More precise data is required to determine whether a novel experimental technique designed to control experimental fO2 is effective under H2O-undersaturated conditions.
Piston cylinder experiments typically employ noble metals as sample containers due to their low reactivity and high melting temperature. Many years of experimental research has demonstrated that choice of capsule metal often involves a payoff between melting temperature and the ability to control important compositional parameters (e.g., loss of Fe and H2O).
Oxygen fugacity (ƒO2) is intrinsically linked to these variables and is a key property of an experiment because it controls the valence of multivalent elements. In turn, this alters phase relations and mineral compositions, and affects speciation of other volatiles elements such as sulphur.
Earlier work by Jakobsson (2012) presented a novel experimental technique for controlling ƒO2 by physically separating a redox buffer from an Au-Pd alloy inner capsule with a hydrogen-permeable barrier. This technique relies on hydrogen fugacity being equal in both in the outer and inner capsule as fixed by the solid buffer; however, the original study failed to take into account the H2O-undersaturated nature of the experimental melts, which actually act to reduce the ƒO2 imposed on the inner capsule.
This amendment acknowledges this oversight, and corrects the measured ƒO2 in the original study for H2O-undersaturation. The authors conclude that whilst this sample assembly is capable of controlling fO2 in H2O-saturated runs, more precise analysis of other parameters (such as the activity of Fe and H2O in the melt) are needed to assess whether the same holds true for H2O-undersaturated variants.
Jakobsson, S., Blundy, J., & Moore, G. (2014). Oxygen fugacity control in piston-cylinder experiments: a re-evaluation. Contributions to Mineralogy and Petrology, 167(6), 1-4. http://dx.doi.org/10.1007/s00410-014-1007-5
A texturally diverse suite of cumulates beneath Grenada, Lesser Antilles, are produced at shallow depths and show marked differences from comparable rocks in the same volcanic arc
Primitive melts produced beneath island arc volcanoes are rarely erupted at the surface in their original form, instead charting a huge variety of evolved compositions and testifying to the influence of intracrustal processing during magmatic ascent. The study of cumulates (coarse-grained igneous rocks) that sample directly from magma storage regions offers a chance to glimpse a ‘snapshot’ of this magmatic evolution.
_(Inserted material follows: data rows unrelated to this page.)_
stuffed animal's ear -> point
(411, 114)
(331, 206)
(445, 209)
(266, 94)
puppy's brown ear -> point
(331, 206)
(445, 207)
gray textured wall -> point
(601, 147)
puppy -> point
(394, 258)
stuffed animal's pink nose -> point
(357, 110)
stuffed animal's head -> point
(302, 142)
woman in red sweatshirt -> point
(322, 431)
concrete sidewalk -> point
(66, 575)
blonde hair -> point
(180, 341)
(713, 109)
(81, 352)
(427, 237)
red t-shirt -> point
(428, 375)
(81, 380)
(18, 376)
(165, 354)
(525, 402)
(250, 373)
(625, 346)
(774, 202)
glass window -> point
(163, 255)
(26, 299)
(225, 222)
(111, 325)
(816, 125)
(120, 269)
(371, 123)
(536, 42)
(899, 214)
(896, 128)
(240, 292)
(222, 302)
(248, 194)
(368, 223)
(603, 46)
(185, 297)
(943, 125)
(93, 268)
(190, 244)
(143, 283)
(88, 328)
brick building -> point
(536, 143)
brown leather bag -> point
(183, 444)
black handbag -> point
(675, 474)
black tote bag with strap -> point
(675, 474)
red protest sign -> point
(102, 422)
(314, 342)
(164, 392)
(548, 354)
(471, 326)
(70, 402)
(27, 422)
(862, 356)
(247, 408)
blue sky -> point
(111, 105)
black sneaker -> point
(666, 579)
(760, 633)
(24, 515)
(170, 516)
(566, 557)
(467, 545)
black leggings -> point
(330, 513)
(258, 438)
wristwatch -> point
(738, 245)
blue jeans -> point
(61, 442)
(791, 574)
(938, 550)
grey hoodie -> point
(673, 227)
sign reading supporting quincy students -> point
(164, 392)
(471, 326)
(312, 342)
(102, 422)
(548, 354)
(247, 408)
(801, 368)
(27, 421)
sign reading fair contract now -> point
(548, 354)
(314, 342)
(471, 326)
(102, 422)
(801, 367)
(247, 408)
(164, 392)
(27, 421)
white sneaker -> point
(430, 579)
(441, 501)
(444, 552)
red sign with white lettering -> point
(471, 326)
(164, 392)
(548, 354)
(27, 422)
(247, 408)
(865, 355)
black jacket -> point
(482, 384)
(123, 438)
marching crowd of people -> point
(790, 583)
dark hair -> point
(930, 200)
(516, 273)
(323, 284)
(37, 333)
A new CRITMAG-funded study by Stamper and co-workers combines major element analysis of mineral compositions in plutonic xenoliths and volcanic rocks with data from previous experimental studies. The data is used to explore the differentiation of mantle-derived magmas beneath volcanic island of Grenada, Lesser Antilles.
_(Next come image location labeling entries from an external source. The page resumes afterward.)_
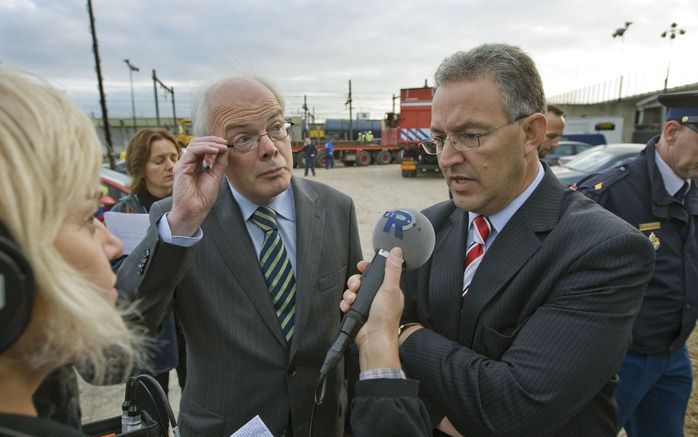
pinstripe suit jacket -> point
(238, 362)
(534, 348)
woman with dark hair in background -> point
(150, 160)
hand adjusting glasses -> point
(462, 141)
(244, 143)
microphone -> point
(407, 229)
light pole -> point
(131, 69)
(620, 33)
(671, 34)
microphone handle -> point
(371, 280)
(354, 319)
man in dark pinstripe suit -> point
(524, 336)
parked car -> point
(565, 149)
(114, 187)
(594, 160)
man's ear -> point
(670, 131)
(535, 127)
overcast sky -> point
(314, 47)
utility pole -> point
(170, 90)
(305, 116)
(348, 102)
(671, 34)
(131, 69)
(102, 97)
(155, 91)
(620, 33)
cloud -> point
(313, 47)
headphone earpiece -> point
(17, 291)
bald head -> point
(248, 89)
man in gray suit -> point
(256, 331)
(522, 316)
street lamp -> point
(620, 33)
(131, 69)
(671, 34)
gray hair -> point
(200, 110)
(512, 70)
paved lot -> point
(375, 189)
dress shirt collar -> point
(501, 218)
(282, 204)
(672, 182)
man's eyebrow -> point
(234, 125)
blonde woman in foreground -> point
(56, 285)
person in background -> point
(556, 125)
(151, 156)
(309, 152)
(657, 194)
(520, 319)
(235, 251)
(329, 154)
(58, 287)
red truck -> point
(399, 139)
(410, 128)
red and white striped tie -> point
(476, 251)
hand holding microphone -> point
(406, 229)
(377, 340)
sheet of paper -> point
(253, 428)
(129, 228)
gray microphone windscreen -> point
(409, 230)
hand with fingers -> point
(378, 340)
(197, 181)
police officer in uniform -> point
(657, 193)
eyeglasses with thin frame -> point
(244, 143)
(462, 141)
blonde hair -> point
(49, 160)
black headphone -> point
(17, 291)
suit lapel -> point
(514, 245)
(447, 279)
(310, 222)
(227, 230)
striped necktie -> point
(277, 270)
(476, 251)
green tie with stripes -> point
(277, 270)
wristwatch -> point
(405, 326)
They find that observed diversity in cumulate assemblage and texture is caused by variability in parental melt composition and post-cumulus interaction with hydrous evolved melts. The whole plutonic suite is produced in a narrow pressure window (P = 0.2 – 0.5 GPa) at ∼ 850 – 1050◦C, tracing a shallow (depth ≤15km) section of a vertically extensive volcanic system. Major element barometers and experimental phase relations indicate that the source magma underwent equilibration with a garnet lherzolite source at depth of ≥55 km.
Grenada cumulates are notably different from those found on the neighbouring island of St Vincent, which lies only 120 km to the north. At Grenada, lower magmatic H2O contents are manifest are in plagioclase-rich cumulates and aluminous spinels. The contrast in assemblages and mineral chemistry of cumulate xenoliths from the two islands demonstrate the effect of small scale changes in melt composition and magma storage conditions.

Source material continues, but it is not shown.